When you trade the forex market, you have to know about critical FX news from all around the world. The world is huge, though, so you’re going to need to narrow down your search to these 5 FX news events:

Central bank announcements

Every country’s central bank is responsible for setting the most important fiscal policies that affect the value of their country’s currency. As forex traders, such information is critical as it helps us determine the possible strength of a certain currency in the future. For this reason, announcements from any central bank are closely monitored for any changes in fiscal policies. Besides any direct changes, clues of possible future changes are also noted either as dovish or hawkish, also to help in predicting long-term strength.

Even though announcements by any central bank are important, there are certain countries’ central bank officials who cause a bigger impact on the markets. These include statements from the FED (Federal Reserve), BoE (Bank of England), ECB (European Central Bank), BoJ (Bank of Japan), RBA (Reserve Bank of Australia), and other emerging economies like the (PBoC) People’s Bank of China and the RBI (Reserve Bank of India).

Since these are the world’s major economies, central bank announcements from them have a major impact. Nevertheless, there are plenty of currency pair crosses, and you should check for the central bank announcement of the currency you are interested in. most central banks make their announcements about 10 times a year.

Political news

Even though politics ought to be separate from the economy, they are usually entwined. That is why the central bank is kept as a separate institution from the government. Nevertheless, political decisions will always affect the economy in one way or another, which is why news about political events is crucial in Forex trading. For example, the Brexit vote last year and the US general elections both had a huge impact on their countries’ currencies.

Besides the big stuff like elections, even minor adjustments also play a part. Take, for example, South Africa’s rand reaction to the sacking of then finance minister Pravin Gordhan. Therefore, always stay updated with the political shifts in every country whose currency you’re considering trading.

Bond performance data

Governments issue bonds in order to increase government spending, and thereby, cash flow within their borders. These bonds have an annual payout indicated by a percentage figure, and the buyers earn from this. Once a person owns a bond, they can subsequently float it on the open market where other buyers can buy them as well. When investors are confident in a country’s economic performance, they are willing to pay more for them on the open market, and their performance rises.

Therefore, when a country’s bond performance increases, it shows increased trust in that country’s economy and, subsequently, its currency. So, by observing the performance of a country’s bonds, you can tell how major investors are feeling about that country’s currency, and trade according to this perception. Bond performance figures are announced by the central bank, although separate from the interest rate decisions.

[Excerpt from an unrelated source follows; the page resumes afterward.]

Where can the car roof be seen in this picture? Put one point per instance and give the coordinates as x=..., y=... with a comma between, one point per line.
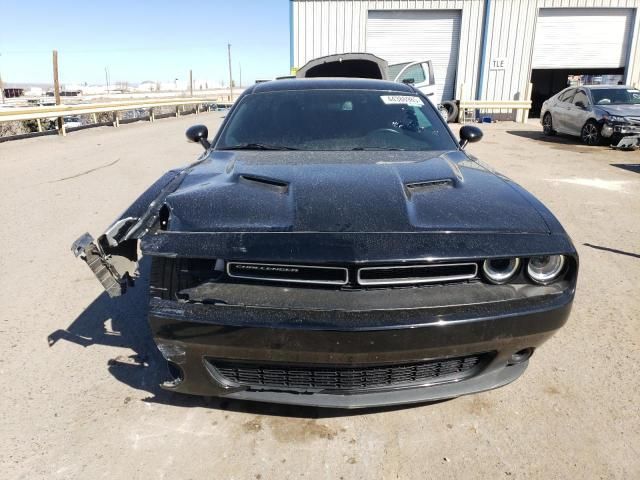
x=340, y=83
x=608, y=87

Economic performance indices

This is the data conducted by surveyors on the ground to keep track of various aspects of the economy. For example, the CPI (consumer price index) is done by analyzing the price of common household goods and services to measure inflation. Other reports will measure the performance of the housing and industrial industries to determine how businesses are performing. There are a multitude of other such data announced in the FX news calendar, and all of them are important for a trader as they help guide you on the performance of a certain currency.

Natural disasters and the stock market

Natural disasters can cripple a country’s economy, if they are serious enough, but even smaller disasters can make a dent. Any such news is important when you’re trading the forex market. Stock market moves are also important because they reflect the attitude of investors on a country’s economy. When stock markets underperform, especially the stock indices, chances are the currency too is going down.